A Free Educational Resource Created by Carnegie Mellon University to Empower You to Secure Your Part of Cyberspace

Personal Information and Job Search Sites

With the posting of resumes and personal profiles on job search sites, are job seekers putting their privacy at risk?

Author and researcher Pam Dixon  revealed serious privacy issues impacting job seekers during a year-long study in 2003. In some cases, resumes held by one company were sold to other Web sites, and as a result passed along any personal information those job seekers may have stored. In November 2002, HotResumes.com sold 4,941 resumes to Biotechcareers.com for about $0.33 each.

To protect personal information from being circulated unknowingly, job seekers who join job search Web sites need to check the privacy policy. A Web site must strictly adhere to its privacy policy, so be sure it specifically requires that members be informed if their information is passed to third parties.

Online job searches became widely used with the growing popularity of the Internet. In 2000, over 48 percent of Internet users had researched jobs online. By July 2002, the number of online job seekers had increased more than 60 percent, to 52 million Americans (Pew Internet and American Life Project ).

Perhaps more job seekers turn to the Internet because it proves helpful for quickly finding employment. Trends show that employers look for job candidates online, sometimes with unusual tactics. According to Wired News , the Central Intelligence Agency uses Facebook.com, a social networking site for college students, to advertise itself to job seekers. Other agencies and companies can be found recruiting on Facebook.com and similar sites, as well. But, job seekers beware. In February 2005, Money Magazine reported various ways employers have fired staff members over personal information and opinions they posted on the Internet. (See "Have a Blog, Lose your Job ".)

Job seekers should take the following precautions to protect their privacy online:

  • Never put your Social Security Number (SSN) on the resume. Sharing your SNN puts you at risk of identity theft. Employers do not need your SSN until they employ you.

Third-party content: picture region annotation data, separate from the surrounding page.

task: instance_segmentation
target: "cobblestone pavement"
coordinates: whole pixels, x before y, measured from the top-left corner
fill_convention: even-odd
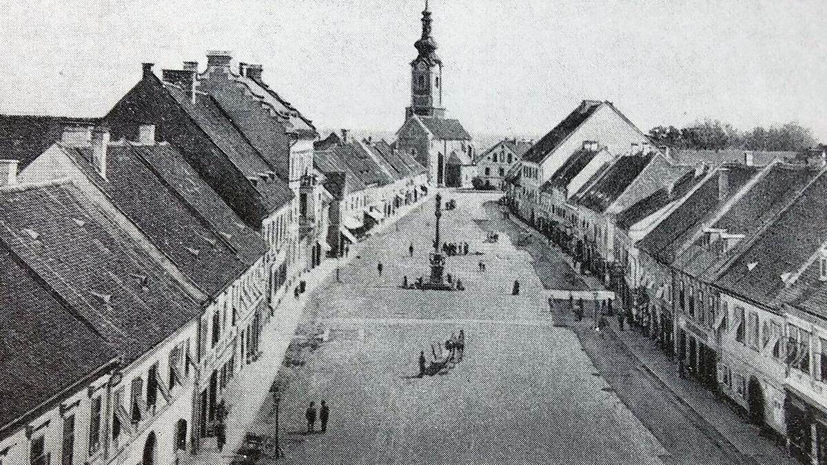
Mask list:
[[[427,275],[433,202],[372,237],[310,296],[303,331],[329,342],[284,368],[282,448],[288,463],[661,463],[666,451],[620,401],[573,333],[556,328],[531,256],[495,224],[479,194],[448,194],[445,242],[481,255],[447,258],[462,292],[399,289]],[[501,213],[499,213],[501,215]],[[408,247],[415,248],[413,257]],[[478,271],[483,261],[486,271]],[[377,264],[383,263],[380,276]],[[519,295],[511,295],[514,280]],[[418,378],[421,350],[463,328],[466,351],[447,372]],[[304,434],[311,400],[331,406],[328,430]],[[265,403],[256,430],[272,434]],[[318,428],[318,424],[317,424]]]

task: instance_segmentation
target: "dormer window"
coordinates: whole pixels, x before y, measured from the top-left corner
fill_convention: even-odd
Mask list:
[[[819,256],[819,280],[827,281],[827,249],[822,250]]]

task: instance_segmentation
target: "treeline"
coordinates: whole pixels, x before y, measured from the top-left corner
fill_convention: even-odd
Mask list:
[[[797,122],[741,131],[731,124],[708,119],[682,129],[674,126],[653,127],[649,137],[658,146],[686,149],[799,151],[820,145],[812,131]]]

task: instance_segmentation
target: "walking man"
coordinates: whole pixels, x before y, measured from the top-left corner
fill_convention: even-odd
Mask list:
[[[318,419],[322,422],[322,433],[327,430],[328,416],[330,416],[330,409],[327,408],[327,402],[322,400],[322,407],[318,410]]]
[[[308,433],[313,433],[316,429],[316,402],[310,402],[304,418],[308,420]]]

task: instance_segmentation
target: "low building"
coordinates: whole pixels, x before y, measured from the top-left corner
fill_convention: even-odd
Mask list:
[[[504,189],[505,174],[514,164],[519,163],[533,145],[533,141],[524,139],[503,139],[491,148],[475,156],[476,175],[483,185]]]

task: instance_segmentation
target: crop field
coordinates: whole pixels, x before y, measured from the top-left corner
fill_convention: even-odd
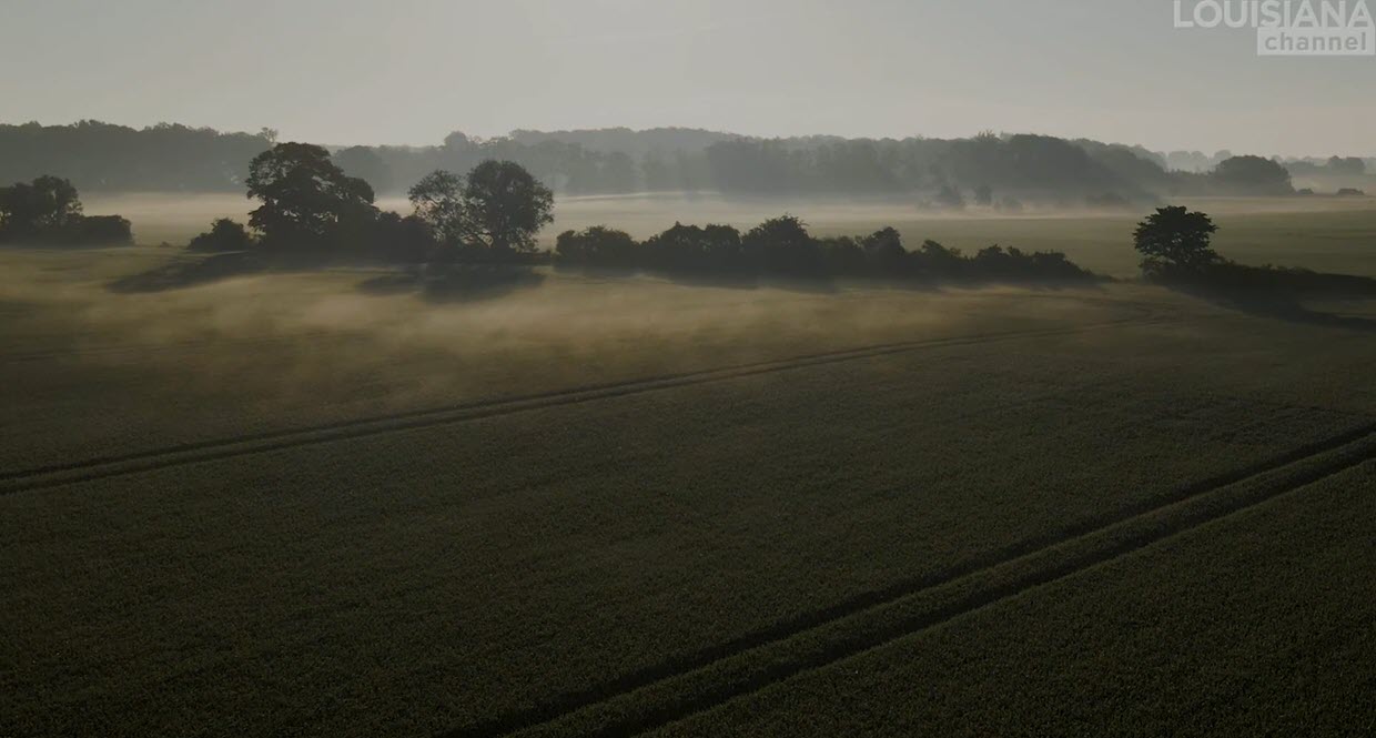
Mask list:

Particularly, be cautious of job applications that require you to give your SSN or transfer money. These "job opportunities" are ploys to dupe job seekers for easy money.
  • Avoid a job search site without a privacy policy. The privacy policy serves as legal protection. If a privacy policy doesn't exist, avoid using the Web site. For an example of privacy policy statement, view Job-Hunt.org .
  • Read the privacy policy. Before submitting a resume on a Web site, go through the privacy policy to determine how your information will be handled. Pay particular attention to how the Web site plans to use and store your resume. Make sure third parties cannot receive your information without your consent. Look for when and how the resume gets deleted. Some Web sites are legally allowed to keep resumes forever unless the user deletes it, which could cause problems if a user forgets. Finally, if you start receiving unsolicited emails from potential employers, inform the Web site to take action.
  • Keep good online profiles. Whether you are creating a profile on a social networking site, blog or job search site, always present yourself well. You never know when an employer or potential employer may seek out information about you. Also, don't reveal too much identification data that may put your privacy at risk.

A little bit of care while doing a job search can help you avoid unnecessary trouble.